Programs Under Review
In the meantime, the College has requested meetings with three programs that had been identified last year for “review.” These are Culinary, Manufacturing, and Hotel, Restaurant, and Tourism Management (HRTM). These meetings have been identified as a “follow up” from last year and are scheduled for next week. One noteworthy issue is the status of HRTM, which has suffered enrollment losses after the program was suspended while a new two-year degree was developed. The new two-year degree was approved last Spring, yet the Administration asked the program during the summer to create a one-year certificate to replace the newly approved two-year degree. Since that time, however, the Administration has advised the program that they are disallowed from presenting a new one-year certificate proposal to the Curriculum Committee because it remains “under review” by the Administration. We look forward to learning more about these “reviews.”

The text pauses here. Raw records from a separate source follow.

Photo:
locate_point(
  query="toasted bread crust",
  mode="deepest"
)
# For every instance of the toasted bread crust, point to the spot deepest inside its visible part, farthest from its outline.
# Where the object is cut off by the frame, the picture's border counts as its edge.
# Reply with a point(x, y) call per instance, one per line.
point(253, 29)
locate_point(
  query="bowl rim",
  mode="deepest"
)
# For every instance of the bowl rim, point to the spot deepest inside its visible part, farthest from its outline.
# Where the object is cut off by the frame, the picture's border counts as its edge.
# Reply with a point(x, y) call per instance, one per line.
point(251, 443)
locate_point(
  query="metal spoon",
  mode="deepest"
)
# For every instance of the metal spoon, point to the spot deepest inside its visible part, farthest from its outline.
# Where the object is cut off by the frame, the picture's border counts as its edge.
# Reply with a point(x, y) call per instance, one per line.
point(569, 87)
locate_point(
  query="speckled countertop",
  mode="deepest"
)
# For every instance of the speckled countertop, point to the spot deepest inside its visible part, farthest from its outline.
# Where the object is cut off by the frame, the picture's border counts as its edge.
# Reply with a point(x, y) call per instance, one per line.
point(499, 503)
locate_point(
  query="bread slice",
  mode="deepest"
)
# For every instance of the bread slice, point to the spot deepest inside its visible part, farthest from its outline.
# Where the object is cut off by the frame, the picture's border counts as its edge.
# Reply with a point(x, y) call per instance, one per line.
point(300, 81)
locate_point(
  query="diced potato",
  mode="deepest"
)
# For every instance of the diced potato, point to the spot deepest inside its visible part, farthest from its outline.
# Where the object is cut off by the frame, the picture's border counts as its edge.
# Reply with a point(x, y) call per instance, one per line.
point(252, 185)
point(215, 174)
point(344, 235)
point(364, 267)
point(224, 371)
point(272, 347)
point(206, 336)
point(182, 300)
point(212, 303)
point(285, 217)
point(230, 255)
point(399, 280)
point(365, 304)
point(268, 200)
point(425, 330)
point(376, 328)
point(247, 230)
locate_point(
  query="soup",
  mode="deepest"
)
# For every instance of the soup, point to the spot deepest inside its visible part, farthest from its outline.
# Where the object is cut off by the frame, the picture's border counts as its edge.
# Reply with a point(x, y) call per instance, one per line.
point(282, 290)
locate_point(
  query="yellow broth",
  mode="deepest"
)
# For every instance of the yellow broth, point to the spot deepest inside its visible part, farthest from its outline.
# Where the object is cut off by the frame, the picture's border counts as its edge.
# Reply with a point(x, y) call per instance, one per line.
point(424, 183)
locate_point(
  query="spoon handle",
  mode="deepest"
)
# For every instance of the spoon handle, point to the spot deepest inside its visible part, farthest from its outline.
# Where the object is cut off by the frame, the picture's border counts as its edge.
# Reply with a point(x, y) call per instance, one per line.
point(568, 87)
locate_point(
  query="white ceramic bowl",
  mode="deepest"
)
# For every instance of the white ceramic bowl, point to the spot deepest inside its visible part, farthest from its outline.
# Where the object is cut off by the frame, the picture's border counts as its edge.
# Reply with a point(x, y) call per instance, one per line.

While enrollment declines and budget deficits frequently raise discourse around potential program reductions, it is important to note that the vast majority of programs produce net revenue for the college, without which the college could not operate.
Minimum Qualifications and Instructor Certification Procedures
As previously reported, Academic and Student Affairs (ASA) published final procedures in COPPS for MQs and Instructor Certification and announced their publication via the September 28 Weekly e-newsletter. These procedures are inconsistent with the faculty contract and also represent unilateral changes to mandatory subjects of bargaining (issues about which negotiations are legally required). An analysis of the procedures by the LCCEA Executive Council and Grievance Team as well as legal counsel indicates that the procedures: reduce the role of faculty in determining the minimum qualifications for their discipline and also contravene job security and assignment rights for both part-time and contracted faculty.
OEA-appointed legal counsel has notified the College of their legal obligation to negotiate and, absent a response, that the actions of the College constitute an unfair labor practice. LCCEA will continue to keep faculty updated as more information becomes available.
All Faculty Survey
All faculty members should have received an email invitation earlier this week to participate in a comprehensive all faculty survey. The survey is longer than many recent LCCEA surveys and includes questions that seek broad information on faculty working conditions at Lane in order to inform bargaining priorities as well as advocacy on behalf of faculty. Please do schedule 20-40 minutes to complete the survey as your input is vital. Thank you! If you do not find the invitation or experience technical issues, please contact Joe Escobar at: email@example.com
Stay tuned for more information about the emerging Lane County Education Caucus — a newly formed coalition of education unions representing classified staff, teachers, faculty, and all education workers from K12 through university within Lane County. We are stronger together.
Best wishes for a wonderful rest of the week and weekend.